Big businesses often know they need a security audit, but the scale alone can make taking the first step seem daunting. Multiple sites, hundreds (or even thousands) of staff, endless assets – it’s a lot to keep track of. 

The temptation is to either delay the process or dive in without a plan. Unfortunately, neither works well. A smarter route is to break it down into manageable starting points – here’s where to start with that process. 

Define the scope before commencing

The mistake many companies make is treating “security” as one single, monolithic exercise. In reality, it covers layers: physical access controls from Traka, digital systems, staff behaviour, supply chains. A good audit doesn’t try to grab all of that at once. Instead, it asks: what are the highest-risk areas for this business?

That means mapping out what’s critical for operational continuity. For some, it’s server rooms and data, while for others, it’ll be warehouses or high-value equipment. Without this early clarity, the audit intention can drift and end up losing focus.

Get the basics on paper

Before testing anything fancy, put together an inventory. What systems are already in place? Concrete questions, like how many cameras, how many doors, what policies exist? 

Larger organisations often find this step messier than expected. Records don’t always match reality, keys get duplicated, and the effects of old systems linger long after staff assume they were retired.

Documenting what you actually have in front of you, warts and all, sets a baseline that you can actually work with. Without that, you’re measuring against thin air.

Involve the right people early on

Security isn’t just a facilities issue, or an IT issue. In a big company, it spans multiple teams. HR controls hiring and onboarding, IT manages access to data, while facilities handle locks, alarms, and cameras. And of course, there’s heaps of overlap between all of these.

An audit only works if those departments come together from the get-go, otherwise, you end up with gaps. For example, digital access might be tightly monitored, but visitor passes are still being handed out with minimal checks, with records not being kept anywhere. 

Check policies against practice

Most large businesses already have written security policies.

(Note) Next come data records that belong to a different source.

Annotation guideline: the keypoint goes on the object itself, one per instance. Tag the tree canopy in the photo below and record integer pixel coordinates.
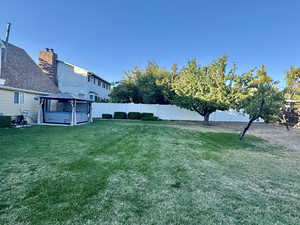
(142, 86)
(264, 100)
(205, 89)
(292, 78)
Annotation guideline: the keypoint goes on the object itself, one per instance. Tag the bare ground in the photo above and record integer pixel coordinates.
(273, 133)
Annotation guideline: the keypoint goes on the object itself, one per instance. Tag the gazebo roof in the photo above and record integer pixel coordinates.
(65, 96)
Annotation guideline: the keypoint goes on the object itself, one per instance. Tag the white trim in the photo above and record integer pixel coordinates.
(23, 90)
(89, 73)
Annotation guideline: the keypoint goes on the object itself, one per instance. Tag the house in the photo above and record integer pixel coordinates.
(22, 82)
(73, 79)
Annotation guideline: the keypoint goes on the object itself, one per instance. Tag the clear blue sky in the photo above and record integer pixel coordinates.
(111, 36)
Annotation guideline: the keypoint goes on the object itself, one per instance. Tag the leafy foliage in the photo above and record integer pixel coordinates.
(265, 100)
(293, 83)
(205, 89)
(142, 86)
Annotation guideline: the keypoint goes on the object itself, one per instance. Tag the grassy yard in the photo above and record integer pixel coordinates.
(127, 172)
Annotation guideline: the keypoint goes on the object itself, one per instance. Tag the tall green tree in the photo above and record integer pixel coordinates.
(264, 101)
(205, 89)
(292, 78)
(142, 86)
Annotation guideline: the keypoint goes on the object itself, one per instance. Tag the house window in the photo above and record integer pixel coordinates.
(18, 97)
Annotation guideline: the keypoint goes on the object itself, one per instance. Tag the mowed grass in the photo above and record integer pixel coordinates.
(134, 172)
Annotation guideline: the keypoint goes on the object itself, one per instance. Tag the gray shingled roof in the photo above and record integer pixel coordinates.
(65, 96)
(20, 71)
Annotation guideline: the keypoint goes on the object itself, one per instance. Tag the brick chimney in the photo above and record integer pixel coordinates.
(48, 63)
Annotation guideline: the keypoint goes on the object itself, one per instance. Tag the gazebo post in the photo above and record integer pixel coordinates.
(75, 113)
(72, 114)
(91, 118)
(40, 113)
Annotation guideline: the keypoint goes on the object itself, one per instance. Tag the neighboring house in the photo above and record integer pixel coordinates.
(73, 79)
(21, 83)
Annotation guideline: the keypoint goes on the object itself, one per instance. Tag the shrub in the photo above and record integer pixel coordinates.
(106, 116)
(150, 118)
(134, 115)
(5, 121)
(120, 115)
(147, 115)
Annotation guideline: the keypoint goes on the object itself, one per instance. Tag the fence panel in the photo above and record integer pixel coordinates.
(165, 112)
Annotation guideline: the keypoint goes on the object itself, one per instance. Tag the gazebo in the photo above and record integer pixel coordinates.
(64, 109)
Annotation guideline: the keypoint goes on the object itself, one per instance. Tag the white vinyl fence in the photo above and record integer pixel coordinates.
(165, 112)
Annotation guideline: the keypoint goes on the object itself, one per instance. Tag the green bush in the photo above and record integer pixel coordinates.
(106, 116)
(134, 115)
(147, 115)
(120, 115)
(150, 118)
(5, 121)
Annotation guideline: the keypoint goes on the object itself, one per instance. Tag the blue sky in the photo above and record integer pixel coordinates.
(111, 36)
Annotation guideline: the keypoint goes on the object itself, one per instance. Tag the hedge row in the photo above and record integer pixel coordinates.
(5, 121)
(131, 116)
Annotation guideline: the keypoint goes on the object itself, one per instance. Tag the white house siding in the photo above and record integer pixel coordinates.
(165, 112)
(72, 79)
(29, 108)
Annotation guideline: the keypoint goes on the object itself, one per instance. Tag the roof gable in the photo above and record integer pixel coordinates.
(20, 71)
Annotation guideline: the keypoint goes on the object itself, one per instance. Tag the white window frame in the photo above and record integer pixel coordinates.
(20, 97)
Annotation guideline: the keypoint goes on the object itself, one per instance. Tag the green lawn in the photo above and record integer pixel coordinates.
(127, 172)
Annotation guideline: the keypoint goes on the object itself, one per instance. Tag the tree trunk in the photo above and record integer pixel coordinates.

The question is whether day-to-day behaviour matches them, and audits need to test both. 

Are staff actually following sign-in procedures? Do contractors return temporary passes? Do the right people know what to do when alarms are triggered? This is often where weaknesses show. A beautifully written policy is useless if it isn’t lived out on the ground.

So, where do you begin with a large-scale security audit? Start by defining the scope, documenting what exists, and getting the right people around the table. Test whether policies are lived out in practice, not just written. Consider compliance needs, and then plan fixes in order of urgency. Big businesses can’t afford to treat audits as anything other than the essential exercises that they are. Done properly, they’re not just about spotting weak spots – they’re a chance to build a comprehensive security culture that lasts.